If you don't quote someone else's answer/question, that "of course!" is almost impossible to guess what its meaning is.

DonAntonio

oay

"Almost impossible"? Seems pretty obvious to me. Generally speaking, if you aren't quoting a previous post, then you are, by default, replying to the OP, which was a question to which the answer is "Of course!".

DonAntonio

For you, but for me it is almost "pretty obvious" he's addressing the message immediately before his, so

I think it is safe enough to say that it is, at least, some people can be confused. That's the reason we

have the very nice "quote" option....

DonAntonio

Vorde

All I can add here is that some people were talking about always approaching a point on the number line but never actually getting there because it is an non-terminating decimal.

This seems a lot like Zeno's paradox and how Zeno 'proved' that motion is impossible (fun fact: everyone contemporary with Zeno thought he was crazy, it was only after he died that some people started believing him).

I think the point (as highlighted early on by a couple people) is that the numberline is wholly our own construction, and therefore it seems silly to argue about this thing without a stringent definition of what the numberline is, in which case you can answer this question mathematically.

rajeshmarndi

It is said Zeno's paradox is solved by the help of limit later. But I still wander because in limit, we take the value of the limit to be something that is never reached.

So the paradox to me is still a paradox.


__________________________
I am a beginner in this field.

Number Nine

The premise of Zeno's paradox is that in order to move any distance, a person must first move an infinite number of smaller distances, each requiring a positive amount of time to traverse. Calculus demonstrates conclusively that this infinite number of positive "times" sums to a finite number; therefore, the time taken to move a distance if finite, therefore, there is no paradox. There is nothing that is "never reached". Zeno's paradox asserts that an infinite series diverges when it does not; there is no paradox, only an error.

SteveL27

I'm always puzzled by this argument.

To be sure, an infinite series can converge in mathematics. But how can we be sure that same logic applies to physics? Do you believe in the physical existence of Dedekind cuts? If the real line has a direct analog in the physical world, does that mean that the Continuum hypothesis is subject to physical experiment?

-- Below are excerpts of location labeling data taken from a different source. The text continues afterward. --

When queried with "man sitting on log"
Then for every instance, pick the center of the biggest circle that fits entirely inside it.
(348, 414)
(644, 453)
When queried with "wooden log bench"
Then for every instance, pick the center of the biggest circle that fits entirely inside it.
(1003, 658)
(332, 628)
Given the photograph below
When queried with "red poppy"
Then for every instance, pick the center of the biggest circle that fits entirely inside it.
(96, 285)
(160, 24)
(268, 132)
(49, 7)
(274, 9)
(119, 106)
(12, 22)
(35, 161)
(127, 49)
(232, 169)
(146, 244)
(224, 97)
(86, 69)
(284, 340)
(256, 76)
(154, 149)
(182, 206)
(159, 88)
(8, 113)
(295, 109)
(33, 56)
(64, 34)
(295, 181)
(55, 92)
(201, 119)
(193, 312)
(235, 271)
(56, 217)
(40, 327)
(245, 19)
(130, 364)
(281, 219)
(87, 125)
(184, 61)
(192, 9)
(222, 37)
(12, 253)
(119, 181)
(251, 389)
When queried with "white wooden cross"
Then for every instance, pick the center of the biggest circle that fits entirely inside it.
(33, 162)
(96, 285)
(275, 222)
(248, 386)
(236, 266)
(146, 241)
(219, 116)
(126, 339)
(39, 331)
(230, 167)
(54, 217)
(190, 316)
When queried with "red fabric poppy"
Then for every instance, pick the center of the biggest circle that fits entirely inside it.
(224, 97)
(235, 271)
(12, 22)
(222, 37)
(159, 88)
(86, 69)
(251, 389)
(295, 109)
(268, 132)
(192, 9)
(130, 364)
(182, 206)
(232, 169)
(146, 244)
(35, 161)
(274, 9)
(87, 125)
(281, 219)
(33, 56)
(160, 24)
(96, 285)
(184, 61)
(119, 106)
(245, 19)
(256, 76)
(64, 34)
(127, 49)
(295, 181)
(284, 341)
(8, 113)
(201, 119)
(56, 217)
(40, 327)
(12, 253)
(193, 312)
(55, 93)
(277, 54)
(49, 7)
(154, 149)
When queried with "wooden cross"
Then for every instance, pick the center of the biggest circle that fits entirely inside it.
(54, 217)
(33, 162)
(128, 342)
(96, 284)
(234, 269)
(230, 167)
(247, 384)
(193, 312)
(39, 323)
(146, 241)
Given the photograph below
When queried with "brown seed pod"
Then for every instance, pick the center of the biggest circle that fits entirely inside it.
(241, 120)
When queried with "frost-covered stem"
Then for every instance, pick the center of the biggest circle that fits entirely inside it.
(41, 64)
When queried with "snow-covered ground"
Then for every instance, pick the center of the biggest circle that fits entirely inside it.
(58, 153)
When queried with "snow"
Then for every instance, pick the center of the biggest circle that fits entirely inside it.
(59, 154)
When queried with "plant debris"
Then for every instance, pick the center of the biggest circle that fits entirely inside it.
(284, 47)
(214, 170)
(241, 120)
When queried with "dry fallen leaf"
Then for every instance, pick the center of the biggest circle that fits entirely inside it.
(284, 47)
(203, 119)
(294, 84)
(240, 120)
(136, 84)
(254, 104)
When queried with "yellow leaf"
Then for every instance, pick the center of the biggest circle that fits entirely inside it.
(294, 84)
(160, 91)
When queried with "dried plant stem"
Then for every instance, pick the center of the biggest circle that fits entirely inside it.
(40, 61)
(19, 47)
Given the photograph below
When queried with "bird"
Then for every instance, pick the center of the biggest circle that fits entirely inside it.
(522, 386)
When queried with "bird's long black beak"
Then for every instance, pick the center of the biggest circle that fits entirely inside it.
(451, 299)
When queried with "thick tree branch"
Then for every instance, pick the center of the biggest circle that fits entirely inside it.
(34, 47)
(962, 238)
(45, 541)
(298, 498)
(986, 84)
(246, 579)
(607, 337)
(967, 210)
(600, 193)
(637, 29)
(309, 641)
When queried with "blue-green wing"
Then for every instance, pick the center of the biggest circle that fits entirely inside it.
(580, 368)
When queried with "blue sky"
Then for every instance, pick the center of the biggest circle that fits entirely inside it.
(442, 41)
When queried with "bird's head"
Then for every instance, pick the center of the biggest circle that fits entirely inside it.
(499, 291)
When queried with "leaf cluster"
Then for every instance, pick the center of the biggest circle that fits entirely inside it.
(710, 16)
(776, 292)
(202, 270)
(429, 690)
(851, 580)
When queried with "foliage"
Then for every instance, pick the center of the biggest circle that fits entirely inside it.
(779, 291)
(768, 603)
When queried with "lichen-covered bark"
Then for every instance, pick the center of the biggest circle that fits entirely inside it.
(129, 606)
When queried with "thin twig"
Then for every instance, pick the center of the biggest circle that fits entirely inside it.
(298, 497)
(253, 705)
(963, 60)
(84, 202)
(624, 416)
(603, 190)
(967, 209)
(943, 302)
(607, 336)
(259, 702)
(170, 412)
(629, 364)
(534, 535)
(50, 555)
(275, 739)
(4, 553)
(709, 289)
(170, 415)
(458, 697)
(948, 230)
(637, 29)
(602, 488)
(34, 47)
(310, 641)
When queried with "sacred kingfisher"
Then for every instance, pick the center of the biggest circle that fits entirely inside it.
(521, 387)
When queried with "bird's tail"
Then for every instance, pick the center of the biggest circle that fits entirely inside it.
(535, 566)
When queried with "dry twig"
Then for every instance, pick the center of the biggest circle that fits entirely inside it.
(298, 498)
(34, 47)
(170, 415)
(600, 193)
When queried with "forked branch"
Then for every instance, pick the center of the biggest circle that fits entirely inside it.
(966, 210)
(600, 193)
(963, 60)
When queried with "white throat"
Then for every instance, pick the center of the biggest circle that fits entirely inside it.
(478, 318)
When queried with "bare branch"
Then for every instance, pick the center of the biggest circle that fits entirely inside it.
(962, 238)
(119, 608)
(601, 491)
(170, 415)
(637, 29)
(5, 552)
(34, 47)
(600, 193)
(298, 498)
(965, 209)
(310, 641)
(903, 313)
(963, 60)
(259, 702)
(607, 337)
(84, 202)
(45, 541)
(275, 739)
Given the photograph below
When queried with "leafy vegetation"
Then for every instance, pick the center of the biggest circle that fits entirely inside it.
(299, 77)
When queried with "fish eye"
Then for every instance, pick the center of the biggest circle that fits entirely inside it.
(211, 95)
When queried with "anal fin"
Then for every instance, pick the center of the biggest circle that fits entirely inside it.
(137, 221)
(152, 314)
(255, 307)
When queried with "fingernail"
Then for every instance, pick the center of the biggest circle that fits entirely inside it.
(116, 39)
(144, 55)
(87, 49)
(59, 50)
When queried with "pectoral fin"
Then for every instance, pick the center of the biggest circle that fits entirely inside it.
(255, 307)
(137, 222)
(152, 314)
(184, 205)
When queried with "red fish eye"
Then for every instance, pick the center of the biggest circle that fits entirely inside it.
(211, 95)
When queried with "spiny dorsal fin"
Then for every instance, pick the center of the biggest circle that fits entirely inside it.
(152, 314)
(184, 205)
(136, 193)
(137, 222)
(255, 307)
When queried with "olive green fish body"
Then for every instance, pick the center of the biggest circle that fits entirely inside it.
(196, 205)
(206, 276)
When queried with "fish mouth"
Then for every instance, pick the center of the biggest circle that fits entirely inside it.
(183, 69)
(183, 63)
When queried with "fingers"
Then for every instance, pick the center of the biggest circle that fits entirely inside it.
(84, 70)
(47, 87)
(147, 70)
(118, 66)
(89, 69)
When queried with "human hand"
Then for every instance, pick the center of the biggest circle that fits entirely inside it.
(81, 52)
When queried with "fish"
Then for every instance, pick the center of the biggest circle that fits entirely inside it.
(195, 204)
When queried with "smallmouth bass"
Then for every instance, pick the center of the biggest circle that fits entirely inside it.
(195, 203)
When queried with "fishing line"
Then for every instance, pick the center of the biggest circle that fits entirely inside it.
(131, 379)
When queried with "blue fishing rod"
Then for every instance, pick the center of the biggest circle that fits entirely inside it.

Or that it might someday be, given enough technology?

I don't personally believe these things; therefore, I don't believe that the mathematical theory of infinite series resolves Zeno's paradoxes.

After all, Zeno was making a point about physical motion. Does one have to believe that math = physics in order to accept that the theory of infinite series resolves Zeno? Or is there something else I'm misunderstanding?

Number Nine

No, because Zeno makes a mathematical argument. He attaches a positive real number (denoting time) to each infinite distance that must be traversed and argues that motion between two points is thus impossible, because the amount of time required must be infinite. He has explicitly set up an infinite series. There is no need to appeal to physics, because the is already very clear (things do, in fact, move), so all we're left with is the theoretical (mathematical) justification for his paradox.

Studiot

Lot's of posters here presenting arguments about a 'point' or 'points'.

Any care to offer a definition that can be used in the arguments?

A good definition provides the answer to the original question.

mesa

Abstract idea or not, that is a clever solution. You have quite a knack for the cartesian coordiante system LCKurtz.

I liked the question too.

webberfolds

I'm pretty sure I understand what mean and yes the concept that nothing can reach infinity is true. Now if irrational numbers exist is another question and that may depend on the numerical system.